About half the families in a study of 6000 children struggled to afford healthy food during the first year of life of their babies.
The study is based on the Growing up in New Zealand research tracking a group of 12-year-olds since they were born.
Researchers from the University of Auckland and the University of Otago used information from the longitudinal study in their examination of food hardship in preschool years.
It revealed nearly half of mothers with babies aged nine months were forced to buy cheaper food to pay for other things, with many using food grants or food banks.
The figures shocked lead researcher Dr Sarah Gerritsen from the University of Auckland's School of Population Health.
"These numbers were a surprise, particularly that the 40 percent of Pasifika children and 35 percent of Māori children had used food banks or special needs grants from the government within that first preschool period of the child's life, so up to four-and-a-half years of age."
Links between food hardship and poorer nutrition were also made clear, with children in families using foodbanks 45 percent more likely to have tried unhealthy food and drink in infancy.

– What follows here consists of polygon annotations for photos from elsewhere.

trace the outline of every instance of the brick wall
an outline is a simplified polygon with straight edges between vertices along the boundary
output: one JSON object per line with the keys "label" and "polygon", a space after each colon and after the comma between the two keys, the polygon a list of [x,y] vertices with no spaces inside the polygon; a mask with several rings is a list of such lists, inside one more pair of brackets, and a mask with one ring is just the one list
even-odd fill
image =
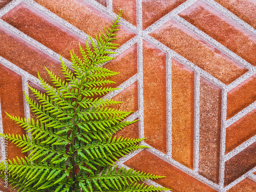
{"label": "brick wall", "polygon": [[[70,50],[122,9],[121,46],[105,64],[121,89],[107,97],[140,119],[119,135],[152,148],[118,165],[165,175],[150,183],[174,192],[256,191],[254,0],[0,0],[0,132],[25,133],[4,112],[29,118],[23,90],[40,89],[37,71],[61,76],[58,55],[69,65]],[[10,159],[26,155],[8,147]],[[0,189],[13,191],[2,181]]]}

Others in food hardship typically had fewer daily servings of fruit and vegetables, and some consumed three or more soft drinks a week by four years old.
"The health implications of that are quite worrying because children at this age are ... setting their food preferences for life," Gerritsen said.
Read the full report: Food Hardship and Early Childhood Nutrition here.
University of Auckland emeritus professor Innes Asher said the findings were alarming and deeply disturbing.
She spent 40 years working as a paediatrician at Starship Hospital and said food hardship could lead to serious health problems.
"In New Zealand we know that we're having a large proportion of children in difficult circumstances being admitted to hospital because of serious underlying infections like pneumonia, serious skin infections."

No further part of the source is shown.